Today, Tonsberg said global demand for sustainable aviation fuel was about 200,000 tonnes: “By 2050, we’re looking at a demand of 300 million tonnes.”
Airbus public affairs director Siegfried Knecht argued that one of the barriers to faster uptake of sustainable aviation fuels was that only 25 per cent of global fleets were using the most modern aircraft.
“I’m confident that we will succeed and will see a new aircraft type in the market in 10 to 15 years from now,” he said, adding that the global market would need “around 40,000 new aircraft within the next 20 years”.
In June Virgin Australia and The Boeing Group partnered to advocate and influence government policy on sustainable fuel, while Qantas last year rallied with Airbus for the same goal. Qantas wants sustainable fuels to make up 10 per cent of its overall fuel mix by 2030, and 60 per cent by 2050.
Wael Sawan, Shell CEO (left), Patrick Pouyanne, Total CEO, and BP interim CEO, Murray Auchincloss (right), take part in a panel at the oil and energy conference in Abu Dhabi.Credit: AP
Boeing’s UK, Middle East and International Defence Sustainability director Steve Gillard told the conference sustainable aviation fuel was “the critical technology in the 2050 timeline”, in particular for Gulf Coast countries and the UAE, where 14.4 per cent of the GDP relies on aviation.
A Virgin Atlantic Boeing 787 Dreamliner will be the first to conduct a 100 per cent sustainable aviation fuel transatlantic flight from London Heathrow to New York in late November.
Gillard said Boeing, with NASA, was also preparing to launch a flight demonstrator in 2028 using very thin wings, called a “transonic truss brace wing”, with the potential to reduce emissions by 30 per cent.
“So just with new aerodynamic, you could do an awful lot even with conventional energy architectures,” he said.
The heavily air-conditioned conference was held over four days in a near-40 degree Abu Dhabi, where the height of summer temperatures are not set to cool until about November.
Billed as “the world’s largest and most inclusive gathering for the energy industry”, the male-dominated event boasted endless trade halls lined and pavilions laden with glossy brochures, models of offshore oil rigs and signage with promises of “transforming energy for the future”.
Thirty nations hosted country pavilions from across Europe, Africa, the Middle East and Asia.

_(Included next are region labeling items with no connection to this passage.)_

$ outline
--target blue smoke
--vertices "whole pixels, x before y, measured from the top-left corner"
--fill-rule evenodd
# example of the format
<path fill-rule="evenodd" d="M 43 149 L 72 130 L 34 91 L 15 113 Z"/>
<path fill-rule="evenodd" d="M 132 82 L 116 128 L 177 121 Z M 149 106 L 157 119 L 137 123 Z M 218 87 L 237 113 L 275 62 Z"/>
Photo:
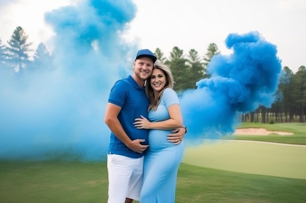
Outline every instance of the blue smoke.
<path fill-rule="evenodd" d="M 135 12 L 131 0 L 91 0 L 45 14 L 56 33 L 53 69 L 19 77 L 0 70 L 0 159 L 105 159 L 105 107 L 114 82 L 132 73 L 137 45 L 121 34 Z M 186 141 L 232 132 L 237 113 L 274 101 L 276 46 L 256 32 L 230 34 L 226 42 L 233 54 L 215 56 L 211 77 L 180 97 Z"/>
<path fill-rule="evenodd" d="M 0 158 L 106 157 L 105 108 L 114 82 L 132 73 L 137 46 L 121 36 L 135 13 L 131 0 L 93 0 L 45 14 L 53 69 L 0 73 Z"/>
<path fill-rule="evenodd" d="M 276 46 L 258 32 L 229 34 L 225 39 L 229 55 L 213 57 L 207 67 L 209 78 L 185 92 L 180 104 L 188 127 L 186 139 L 218 139 L 234 132 L 239 115 L 275 101 L 281 61 Z"/>

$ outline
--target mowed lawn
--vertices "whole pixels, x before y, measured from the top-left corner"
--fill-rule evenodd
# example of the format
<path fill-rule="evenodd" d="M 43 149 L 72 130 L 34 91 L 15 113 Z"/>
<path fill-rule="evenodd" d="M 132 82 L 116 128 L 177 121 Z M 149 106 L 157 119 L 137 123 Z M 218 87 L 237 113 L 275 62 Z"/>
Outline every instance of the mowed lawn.
<path fill-rule="evenodd" d="M 303 140 L 304 127 L 288 143 Z M 176 203 L 306 202 L 306 148 L 226 140 L 198 146 L 186 149 Z M 0 203 L 106 203 L 107 176 L 105 162 L 0 161 Z"/>
<path fill-rule="evenodd" d="M 305 147 L 206 141 L 187 148 L 182 162 L 230 171 L 306 179 Z"/>
<path fill-rule="evenodd" d="M 188 145 L 183 163 L 230 171 L 306 179 L 306 123 L 243 123 L 292 135 L 240 135 Z M 253 142 L 252 141 L 255 141 Z M 289 144 L 286 145 L 285 144 Z"/>

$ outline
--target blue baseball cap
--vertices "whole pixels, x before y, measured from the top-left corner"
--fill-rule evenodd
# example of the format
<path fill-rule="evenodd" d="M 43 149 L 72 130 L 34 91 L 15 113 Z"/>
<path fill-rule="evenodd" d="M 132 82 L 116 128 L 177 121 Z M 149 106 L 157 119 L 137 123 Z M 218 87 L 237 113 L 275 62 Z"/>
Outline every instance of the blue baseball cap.
<path fill-rule="evenodd" d="M 136 59 L 139 58 L 141 57 L 149 57 L 153 61 L 153 63 L 155 63 L 156 61 L 156 57 L 154 55 L 154 54 L 149 49 L 142 49 L 138 51 L 136 55 Z"/>

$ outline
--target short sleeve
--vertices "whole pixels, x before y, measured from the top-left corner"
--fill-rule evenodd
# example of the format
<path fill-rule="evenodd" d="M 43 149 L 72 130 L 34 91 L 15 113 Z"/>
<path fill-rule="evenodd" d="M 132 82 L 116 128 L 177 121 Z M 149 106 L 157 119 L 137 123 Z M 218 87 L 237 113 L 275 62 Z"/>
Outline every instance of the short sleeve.
<path fill-rule="evenodd" d="M 167 108 L 173 104 L 179 104 L 178 96 L 176 92 L 171 88 L 167 88 L 164 91 L 162 97 L 165 105 Z"/>
<path fill-rule="evenodd" d="M 127 83 L 123 80 L 116 82 L 110 90 L 109 102 L 122 107 L 125 102 Z"/>

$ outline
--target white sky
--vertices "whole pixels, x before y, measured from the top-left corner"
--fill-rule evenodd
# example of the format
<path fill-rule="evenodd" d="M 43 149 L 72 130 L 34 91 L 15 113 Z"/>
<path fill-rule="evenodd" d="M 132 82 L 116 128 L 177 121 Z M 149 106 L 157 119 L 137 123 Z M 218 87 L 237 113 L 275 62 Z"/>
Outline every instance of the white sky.
<path fill-rule="evenodd" d="M 77 0 L 0 0 L 0 38 L 5 44 L 17 26 L 29 41 L 47 44 L 53 35 L 44 14 Z M 258 31 L 277 46 L 282 66 L 295 73 L 306 66 L 306 0 L 133 0 L 136 18 L 126 37 L 140 48 L 159 48 L 167 56 L 175 46 L 200 55 L 215 43 L 221 54 L 230 53 L 224 41 L 229 33 Z M 33 47 L 36 49 L 36 46 Z"/>

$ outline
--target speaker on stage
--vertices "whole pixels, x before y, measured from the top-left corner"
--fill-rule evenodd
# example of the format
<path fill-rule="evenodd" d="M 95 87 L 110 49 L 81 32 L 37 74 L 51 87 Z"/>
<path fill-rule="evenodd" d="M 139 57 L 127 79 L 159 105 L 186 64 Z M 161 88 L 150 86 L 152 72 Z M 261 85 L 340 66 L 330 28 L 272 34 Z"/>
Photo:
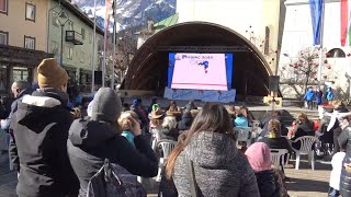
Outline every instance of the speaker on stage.
<path fill-rule="evenodd" d="M 279 92 L 279 76 L 270 76 L 270 92 Z"/>
<path fill-rule="evenodd" d="M 94 83 L 102 84 L 102 71 L 94 71 Z"/>

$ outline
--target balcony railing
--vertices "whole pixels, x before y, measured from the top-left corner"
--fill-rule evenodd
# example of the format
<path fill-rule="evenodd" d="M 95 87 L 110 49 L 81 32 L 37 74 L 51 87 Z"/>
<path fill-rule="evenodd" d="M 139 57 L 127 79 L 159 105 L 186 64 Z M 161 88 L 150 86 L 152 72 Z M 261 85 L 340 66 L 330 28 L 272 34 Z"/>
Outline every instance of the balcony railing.
<path fill-rule="evenodd" d="M 75 45 L 82 45 L 83 37 L 81 34 L 75 31 L 66 31 L 66 42 L 70 42 Z"/>

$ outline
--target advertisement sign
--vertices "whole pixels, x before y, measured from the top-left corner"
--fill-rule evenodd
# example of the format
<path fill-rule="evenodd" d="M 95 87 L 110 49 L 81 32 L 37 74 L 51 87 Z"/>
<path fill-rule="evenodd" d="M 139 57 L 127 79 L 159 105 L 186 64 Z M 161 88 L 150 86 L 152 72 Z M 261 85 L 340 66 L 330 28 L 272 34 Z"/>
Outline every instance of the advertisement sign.
<path fill-rule="evenodd" d="M 168 100 L 181 101 L 203 101 L 203 102 L 218 102 L 231 103 L 235 102 L 236 90 L 229 91 L 202 91 L 202 90 L 182 90 L 182 89 L 165 89 L 163 97 Z"/>

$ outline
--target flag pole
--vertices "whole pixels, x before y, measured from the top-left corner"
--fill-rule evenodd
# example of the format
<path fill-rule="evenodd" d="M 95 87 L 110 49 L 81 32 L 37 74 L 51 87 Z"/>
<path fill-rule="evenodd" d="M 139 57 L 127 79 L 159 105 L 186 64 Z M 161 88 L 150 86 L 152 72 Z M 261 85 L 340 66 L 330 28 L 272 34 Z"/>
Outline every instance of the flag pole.
<path fill-rule="evenodd" d="M 93 40 L 92 40 L 92 56 L 91 56 L 91 93 L 95 91 L 95 56 L 97 56 L 97 0 L 94 0 L 94 28 L 93 28 Z"/>
<path fill-rule="evenodd" d="M 114 67 L 116 62 L 116 0 L 113 0 L 113 55 L 112 55 L 112 82 L 111 82 L 111 88 L 114 90 Z"/>
<path fill-rule="evenodd" d="M 320 16 L 320 45 L 319 45 L 319 67 L 318 67 L 318 88 L 321 86 L 321 71 L 322 71 L 322 34 L 324 34 L 324 21 L 325 21 L 325 1 L 321 1 L 321 16 Z"/>

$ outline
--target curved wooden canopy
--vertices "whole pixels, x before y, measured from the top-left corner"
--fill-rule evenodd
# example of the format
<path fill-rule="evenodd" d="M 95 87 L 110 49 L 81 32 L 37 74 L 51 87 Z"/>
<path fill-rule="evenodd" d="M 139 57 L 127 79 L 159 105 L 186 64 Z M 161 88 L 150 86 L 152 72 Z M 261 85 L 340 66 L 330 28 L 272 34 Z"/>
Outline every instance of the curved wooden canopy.
<path fill-rule="evenodd" d="M 135 54 L 122 90 L 149 90 L 162 95 L 167 86 L 168 53 L 186 47 L 207 48 L 206 51 L 200 49 L 194 53 L 220 53 L 219 48 L 226 48 L 225 53 L 234 55 L 233 89 L 237 90 L 237 94 L 268 94 L 269 76 L 272 71 L 263 55 L 239 33 L 206 22 L 179 23 L 148 38 Z"/>

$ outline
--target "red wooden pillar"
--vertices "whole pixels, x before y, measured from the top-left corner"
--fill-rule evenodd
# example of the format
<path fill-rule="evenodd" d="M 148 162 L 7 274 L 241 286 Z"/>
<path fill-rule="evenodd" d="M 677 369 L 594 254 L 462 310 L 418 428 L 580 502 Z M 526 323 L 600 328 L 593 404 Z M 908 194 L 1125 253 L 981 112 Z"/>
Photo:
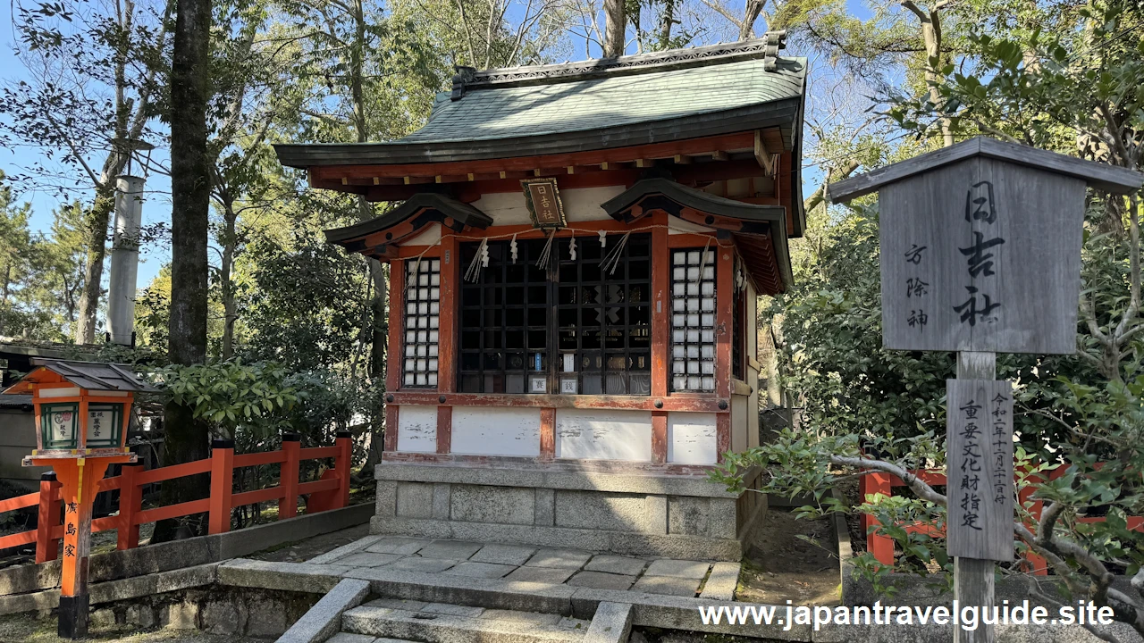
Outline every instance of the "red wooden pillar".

Among them was a large stand representing Russia’s critical state-owned natural gas company Gazprom, beneath hard-to-miss banners promoting “Russian Energy 2023”.
Opening the event on Monday, ADNOC’s chief executive Sultan al-Jaber called on industry leaders to show the world it was “central to the solution” of fast-tracking the energy transition.

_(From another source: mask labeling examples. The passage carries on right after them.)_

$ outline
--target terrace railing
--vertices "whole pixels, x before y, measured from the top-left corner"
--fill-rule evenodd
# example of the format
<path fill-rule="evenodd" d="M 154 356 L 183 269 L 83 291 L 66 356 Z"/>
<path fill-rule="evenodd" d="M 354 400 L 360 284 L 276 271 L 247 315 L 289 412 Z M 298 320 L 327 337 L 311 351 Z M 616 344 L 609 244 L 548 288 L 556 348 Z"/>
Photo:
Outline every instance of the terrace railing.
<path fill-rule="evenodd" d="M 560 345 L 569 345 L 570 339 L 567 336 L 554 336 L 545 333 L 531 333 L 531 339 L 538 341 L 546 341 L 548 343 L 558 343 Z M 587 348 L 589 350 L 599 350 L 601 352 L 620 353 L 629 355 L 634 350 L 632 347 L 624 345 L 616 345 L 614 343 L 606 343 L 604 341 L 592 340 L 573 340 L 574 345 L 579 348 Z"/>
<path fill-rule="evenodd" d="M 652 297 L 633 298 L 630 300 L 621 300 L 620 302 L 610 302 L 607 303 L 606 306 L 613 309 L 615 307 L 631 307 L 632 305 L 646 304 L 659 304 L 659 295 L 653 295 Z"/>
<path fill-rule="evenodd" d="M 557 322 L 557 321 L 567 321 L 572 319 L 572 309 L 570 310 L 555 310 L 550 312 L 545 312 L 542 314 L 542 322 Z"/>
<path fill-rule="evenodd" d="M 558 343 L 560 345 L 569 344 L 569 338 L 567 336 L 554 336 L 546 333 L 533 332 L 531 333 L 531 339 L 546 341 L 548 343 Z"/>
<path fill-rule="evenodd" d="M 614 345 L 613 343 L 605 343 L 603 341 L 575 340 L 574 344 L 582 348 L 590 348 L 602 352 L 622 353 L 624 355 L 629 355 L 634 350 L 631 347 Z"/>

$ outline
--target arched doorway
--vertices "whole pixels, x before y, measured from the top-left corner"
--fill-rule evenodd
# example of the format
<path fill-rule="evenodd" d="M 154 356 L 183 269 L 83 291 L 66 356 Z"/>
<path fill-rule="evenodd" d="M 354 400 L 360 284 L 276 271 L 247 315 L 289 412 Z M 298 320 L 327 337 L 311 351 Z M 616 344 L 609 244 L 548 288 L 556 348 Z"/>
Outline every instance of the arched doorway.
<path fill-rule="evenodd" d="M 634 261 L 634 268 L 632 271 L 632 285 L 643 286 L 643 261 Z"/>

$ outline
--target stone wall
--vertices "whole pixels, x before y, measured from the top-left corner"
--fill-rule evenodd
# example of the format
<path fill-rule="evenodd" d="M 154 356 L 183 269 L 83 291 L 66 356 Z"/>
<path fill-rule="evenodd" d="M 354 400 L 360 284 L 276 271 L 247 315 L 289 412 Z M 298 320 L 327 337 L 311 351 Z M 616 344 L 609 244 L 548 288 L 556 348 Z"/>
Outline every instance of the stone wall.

The government minister, who is also the COP28 president hosting world leaders and campaigners at the UN climate talks next month, said it was up to major emitters to acknowledge and “[respect] the science”.

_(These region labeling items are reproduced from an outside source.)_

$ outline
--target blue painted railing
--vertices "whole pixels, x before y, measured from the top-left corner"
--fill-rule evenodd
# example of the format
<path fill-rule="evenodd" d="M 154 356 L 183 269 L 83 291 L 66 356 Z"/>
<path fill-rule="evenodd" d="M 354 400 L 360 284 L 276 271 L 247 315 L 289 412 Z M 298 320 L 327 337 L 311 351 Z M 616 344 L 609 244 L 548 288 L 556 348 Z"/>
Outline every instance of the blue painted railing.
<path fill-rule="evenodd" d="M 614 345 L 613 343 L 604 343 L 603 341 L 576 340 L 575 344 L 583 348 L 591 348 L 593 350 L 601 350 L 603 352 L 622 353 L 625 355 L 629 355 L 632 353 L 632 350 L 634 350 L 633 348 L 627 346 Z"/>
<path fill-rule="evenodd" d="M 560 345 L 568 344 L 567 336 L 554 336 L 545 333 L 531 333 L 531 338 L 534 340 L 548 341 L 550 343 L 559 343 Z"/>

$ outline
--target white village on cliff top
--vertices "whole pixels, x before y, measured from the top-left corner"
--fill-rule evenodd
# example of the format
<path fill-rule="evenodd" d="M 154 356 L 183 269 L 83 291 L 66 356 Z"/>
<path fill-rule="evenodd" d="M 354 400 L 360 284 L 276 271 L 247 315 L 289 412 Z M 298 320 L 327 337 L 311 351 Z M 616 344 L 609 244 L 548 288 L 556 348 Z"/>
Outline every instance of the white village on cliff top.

“We must do this while also ensuring human prosperity by meeting the energy needs of the planet’s growing population,” he said.
Jaber’s appointment has attracted protests from activists and politicians alike because he leads a state-owned oil company with the capacity to pump 4.5 million barrels of oil a day, with plans to hit 5 million barrels a day by 2027.
Ahead of the conference, Jaber defended his country’s hosting of the UN talks, dismissing critics who “just go on the attack without knowing anything, without knowing who we are”, AP reported.